摘要：推理时间对准方法在使大语言模型（LLM）与人类偏好的效率和有效性方面引起了人们的关注。但是，使用奖励指导搜索（RGS）的现有主要方法主要依赖于结果奖励模型（ORM），这些模型（ORMS）遭受了关键的粒度不匹配：ORM旨在为完整响应提供结果奖励，而RGS方法依靠过程奖励来指导该策略，导致不一致的刺痛和次要屈服。为了应对这一挑战，我们将流程奖励模型（PRM）介绍到RGS中，并认为理想的PRM应满足两个目标：得分一致性，确保跨部分和完整响应的一致评估，以及偏好一致性，将部分序列评估与人类的偏好保持一致。基于这些，我们提出了SP-PRM，这是一个新型的双偶然性框架，将基于得分一致性和基于偏好一致性的部分评估模块整合而不依赖于人类注释。关于对话，摘要和推理任务的广泛实验表明，SP-PRM显着增强了现有的RGS方法，在所有任务中的GPT-4评估得分方面提高了3.6％-10.3％。

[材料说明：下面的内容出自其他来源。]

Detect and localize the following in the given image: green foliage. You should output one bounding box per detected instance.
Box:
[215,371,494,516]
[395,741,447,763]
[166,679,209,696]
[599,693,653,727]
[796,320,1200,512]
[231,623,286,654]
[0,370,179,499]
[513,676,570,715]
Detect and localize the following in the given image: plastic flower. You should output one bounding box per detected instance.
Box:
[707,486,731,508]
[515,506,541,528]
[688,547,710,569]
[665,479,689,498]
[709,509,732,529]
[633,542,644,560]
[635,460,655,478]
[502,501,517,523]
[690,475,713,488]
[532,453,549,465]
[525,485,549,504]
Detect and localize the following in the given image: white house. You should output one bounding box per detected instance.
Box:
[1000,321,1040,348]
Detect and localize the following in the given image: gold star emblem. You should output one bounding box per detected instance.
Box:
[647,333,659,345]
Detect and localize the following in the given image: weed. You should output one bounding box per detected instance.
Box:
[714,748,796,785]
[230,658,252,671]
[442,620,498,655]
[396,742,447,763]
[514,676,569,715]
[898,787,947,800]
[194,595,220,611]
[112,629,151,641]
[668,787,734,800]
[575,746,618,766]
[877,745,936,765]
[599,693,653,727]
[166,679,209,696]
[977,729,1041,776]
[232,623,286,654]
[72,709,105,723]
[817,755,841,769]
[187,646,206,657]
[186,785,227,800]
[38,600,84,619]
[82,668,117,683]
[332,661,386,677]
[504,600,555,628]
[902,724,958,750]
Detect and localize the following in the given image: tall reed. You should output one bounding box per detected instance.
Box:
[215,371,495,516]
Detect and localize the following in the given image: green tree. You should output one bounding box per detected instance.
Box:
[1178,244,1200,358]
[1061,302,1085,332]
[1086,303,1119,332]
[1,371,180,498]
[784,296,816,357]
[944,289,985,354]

Title: Language Surgery in Multilingual Large Language Models

Authors: Joanito Agili Lopo, Muhammad Ravi Shulthan Habibi, Tack Hwa Wong, Muhammad Ilham Ghozali, Fajri Koto, Genta Indra Winata, Peerat Limkonchotiwat, Alham Fikri Aji, Samuel Cahyawijaya
Subjects: cs.CL
Abstract URL: https://arxiv.org/abs/2506.12450
Pdf URL: https://arxiv.org/pdf/2506.12450
Copy Paste: [[2506.12450]] Language Surgery in Multilingual Large Language Models(https://arxiv.org/abs/2506.12450)
Keywords: language model, llm
Abstract: Large Language Models (LLMs) have demonstrated remarkable generalization capabilities across tasks and languages, revolutionizing natural language processing. This paper investigates the naturally emerging representation alignment in LLMs, particularly in the middle layers, and its implications for disentangling language-specific and language-agnostic information. We empirically confirm the existence of this alignment, analyze its behavior in comparison to explicitly designed alignment models, and demonstrate its potential for language-specific manipulation without semantic degradation. Building on these findings, we propose Inference-Time Language Control (ITLC), a novel method that leverages latent injection to enable precise cross-lingual language control and mitigate language confusion in LLMs. Our experiments highlight ITLC's strong cross-lingual control capabilities while preserving semantic integrity in target languages. Furthermore, we demonstrate its effectiveness in alleviating the cross-lingual language confusion problem, which persists even in current large-scale LLMs, leading to inconsistent language generation. This work advances our understanding of representation alignment in LLMs and introduces a practical solution for enhancing their cross-lingual performance.
摘要：大型语言模型（LLM）表现出了跨任务和语言的显着概括能力，从而彻底改变了自然语言处理。本文调查了LLMS，尤其是中层层中自然新兴的表示对准，及其对解散语言特定语言和语言信息的影响。我们从经验上证实了这种对齐的存在，与明确设计的对齐模型相比，分析了其行为，并证明了其在没有语义降低的情况下进行特定语言操作的潜力。在这些发现的基础上，我们提出了推理时间控制（ITLC），这是一种利用潜在注入的新方法，以实现精确的跨语性语言控制，并减轻LLMS中的语言混乱。我们的实验强调了ITLC强大的跨语性控制功能，同时保留了目标语言的语义完整性。此外，我们证明了它在减轻跨语性语言混乱问题方面的有效性，即使在当前的大规模LLM中，这也会持续下来，从而导致语言产生不一致。这项工作促进了我们对LLM中表示形式的理解，并引入了一种实用解决方案，以增强其跨语性性能。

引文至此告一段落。